Recdiffs on why people are the way they are
ThoughtsEarlier this week I wrote about the discomfort of sharing ideas I agree with, from people I otherwise don’t. It’s part of a broader thought I’ve been trying to reconcile that I can’t and won’t ever understand all of someone’s intentions or circumstances, but that it doesn’t change the fact they’re abusive to me or do things I take moral issue with.
Then Merlin Mann dropped this truth bomb on the latest episode:
When I try to image why somebody is the way they are, I’m projecting my best idea as to why they are the way they are. In the most blinkered way we think about these things we say, to quote the Renoir film, “the terrible thing in life is everyone has their reasons”. Just because we all agree that everyone we disagree with aren’t nuts, doesn’t mean we agree on any part of why that is.
So when people like me go “aw man, what must it be like to be Rudy Giuliani?” [..] I don’t know. But the truth is, I can’t know. And more’s the pity. Because as much as I try to analyse—as in, break into pieces and make sense of—I don’t know how much closer I am to understanding another person if I’m mostly using the model of me and the people around me to try and understand why they are the way they are.
I would like to think—I have to think—that’s a big problem with our various disconnects. It’s not just the president assuming everyone’s like him, in as much as he’s the most special boy in the world, it’s also because we’re always trying to discover why someone does that nefarious thing based on what their “disability” is. What’s their model for psychosis?
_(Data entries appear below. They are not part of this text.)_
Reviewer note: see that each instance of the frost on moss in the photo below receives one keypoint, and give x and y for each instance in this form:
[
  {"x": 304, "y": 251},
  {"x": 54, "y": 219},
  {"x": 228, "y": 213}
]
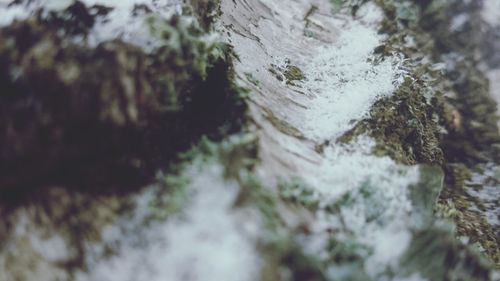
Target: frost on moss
[{"x": 113, "y": 109}]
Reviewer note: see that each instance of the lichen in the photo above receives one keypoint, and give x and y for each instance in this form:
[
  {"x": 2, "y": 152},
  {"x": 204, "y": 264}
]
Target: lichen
[{"x": 113, "y": 109}]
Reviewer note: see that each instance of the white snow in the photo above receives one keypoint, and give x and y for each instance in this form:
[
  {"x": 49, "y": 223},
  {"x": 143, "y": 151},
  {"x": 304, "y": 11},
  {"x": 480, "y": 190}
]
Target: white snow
[
  {"x": 345, "y": 81},
  {"x": 208, "y": 240},
  {"x": 379, "y": 209},
  {"x": 120, "y": 23}
]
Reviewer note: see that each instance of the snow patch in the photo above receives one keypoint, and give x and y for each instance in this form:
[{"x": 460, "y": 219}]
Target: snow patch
[
  {"x": 208, "y": 240},
  {"x": 373, "y": 198}
]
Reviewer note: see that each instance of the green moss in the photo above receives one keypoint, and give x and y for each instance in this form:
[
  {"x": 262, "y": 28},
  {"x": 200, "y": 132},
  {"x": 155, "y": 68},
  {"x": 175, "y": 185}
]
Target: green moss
[
  {"x": 404, "y": 125},
  {"x": 252, "y": 79},
  {"x": 293, "y": 73},
  {"x": 296, "y": 191}
]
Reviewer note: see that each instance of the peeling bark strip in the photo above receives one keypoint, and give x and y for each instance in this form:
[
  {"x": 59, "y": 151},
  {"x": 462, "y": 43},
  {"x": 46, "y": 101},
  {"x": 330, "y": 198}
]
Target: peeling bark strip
[{"x": 369, "y": 150}]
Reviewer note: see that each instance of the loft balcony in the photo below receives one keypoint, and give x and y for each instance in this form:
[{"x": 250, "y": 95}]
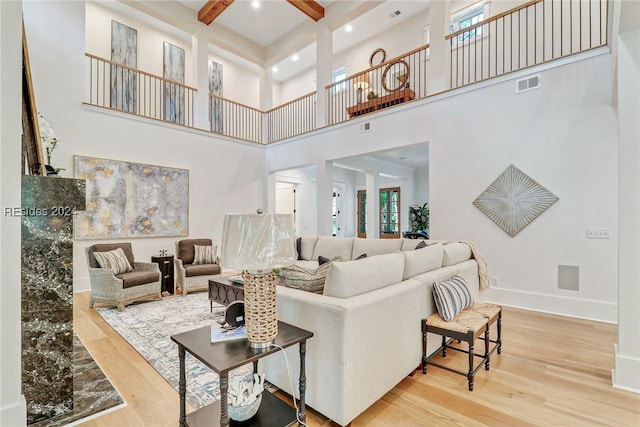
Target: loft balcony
[{"x": 534, "y": 33}]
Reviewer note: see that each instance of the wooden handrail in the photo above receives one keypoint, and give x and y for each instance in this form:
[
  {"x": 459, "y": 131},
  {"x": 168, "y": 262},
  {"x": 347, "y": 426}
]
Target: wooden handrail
[
  {"x": 491, "y": 19},
  {"x": 290, "y": 102},
  {"x": 213, "y": 95},
  {"x": 140, "y": 72},
  {"x": 384, "y": 64}
]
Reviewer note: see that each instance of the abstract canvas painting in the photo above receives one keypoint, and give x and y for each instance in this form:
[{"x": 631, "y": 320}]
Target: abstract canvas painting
[
  {"x": 513, "y": 200},
  {"x": 126, "y": 200},
  {"x": 173, "y": 70},
  {"x": 215, "y": 88},
  {"x": 124, "y": 82}
]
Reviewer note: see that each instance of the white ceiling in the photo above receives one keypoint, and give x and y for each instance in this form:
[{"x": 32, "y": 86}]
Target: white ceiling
[{"x": 278, "y": 22}]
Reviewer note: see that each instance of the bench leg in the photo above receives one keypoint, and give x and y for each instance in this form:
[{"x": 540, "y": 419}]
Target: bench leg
[
  {"x": 424, "y": 347},
  {"x": 470, "y": 374},
  {"x": 499, "y": 340},
  {"x": 487, "y": 355}
]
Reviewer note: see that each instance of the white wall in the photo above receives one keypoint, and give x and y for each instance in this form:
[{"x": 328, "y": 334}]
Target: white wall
[
  {"x": 12, "y": 404},
  {"x": 563, "y": 135},
  {"x": 224, "y": 176},
  {"x": 306, "y": 198}
]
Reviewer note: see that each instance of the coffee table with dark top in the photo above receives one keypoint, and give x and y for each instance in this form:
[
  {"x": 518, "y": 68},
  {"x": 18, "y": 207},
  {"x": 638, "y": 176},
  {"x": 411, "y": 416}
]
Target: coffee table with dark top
[
  {"x": 222, "y": 357},
  {"x": 224, "y": 291}
]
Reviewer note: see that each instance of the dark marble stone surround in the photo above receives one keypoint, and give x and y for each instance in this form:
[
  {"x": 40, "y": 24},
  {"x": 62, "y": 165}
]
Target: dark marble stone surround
[{"x": 48, "y": 205}]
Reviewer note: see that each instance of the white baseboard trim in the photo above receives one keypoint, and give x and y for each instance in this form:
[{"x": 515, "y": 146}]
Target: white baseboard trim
[
  {"x": 626, "y": 374},
  {"x": 555, "y": 304},
  {"x": 14, "y": 415}
]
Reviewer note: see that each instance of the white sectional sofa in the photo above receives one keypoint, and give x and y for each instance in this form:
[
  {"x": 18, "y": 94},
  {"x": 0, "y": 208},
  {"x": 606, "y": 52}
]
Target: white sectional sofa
[{"x": 366, "y": 324}]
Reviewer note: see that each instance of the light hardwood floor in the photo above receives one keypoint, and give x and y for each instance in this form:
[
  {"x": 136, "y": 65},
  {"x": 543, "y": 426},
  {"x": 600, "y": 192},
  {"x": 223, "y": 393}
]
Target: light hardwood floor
[{"x": 553, "y": 370}]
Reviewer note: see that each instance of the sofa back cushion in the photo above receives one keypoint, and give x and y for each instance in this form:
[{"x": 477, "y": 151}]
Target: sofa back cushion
[
  {"x": 186, "y": 251},
  {"x": 422, "y": 260},
  {"x": 455, "y": 253},
  {"x": 307, "y": 246},
  {"x": 375, "y": 246},
  {"x": 106, "y": 247},
  {"x": 350, "y": 278},
  {"x": 331, "y": 247},
  {"x": 410, "y": 244}
]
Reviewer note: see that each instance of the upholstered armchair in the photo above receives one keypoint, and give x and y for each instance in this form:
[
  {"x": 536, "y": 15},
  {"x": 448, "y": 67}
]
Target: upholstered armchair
[
  {"x": 191, "y": 275},
  {"x": 116, "y": 286}
]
Many, many times this. I’ve been writing about my own struggle to understand intentions for a while. I can’t find the other post, but I mentioned a couple of years ago that I wanted to spend more time assuming good intentions, or at least not ascribing the worst. Rationally, we don’t know people’s circumstances; someone being rude in public could be a dick, or just lost their job. But being empathetic is hard when the other actor either doesn’t care to reciprocate, or worse, is threatening you or people you care about.
I also realised I spend so much of my mental energy making excuses for people and trying to understand them which, even if based in good intentions myself, are unknowable. Or at least to me in that moment in time.
Reconcilable Differences is a fantastic show. If you’re new to podcasts or burned out by the current crop, please consider it.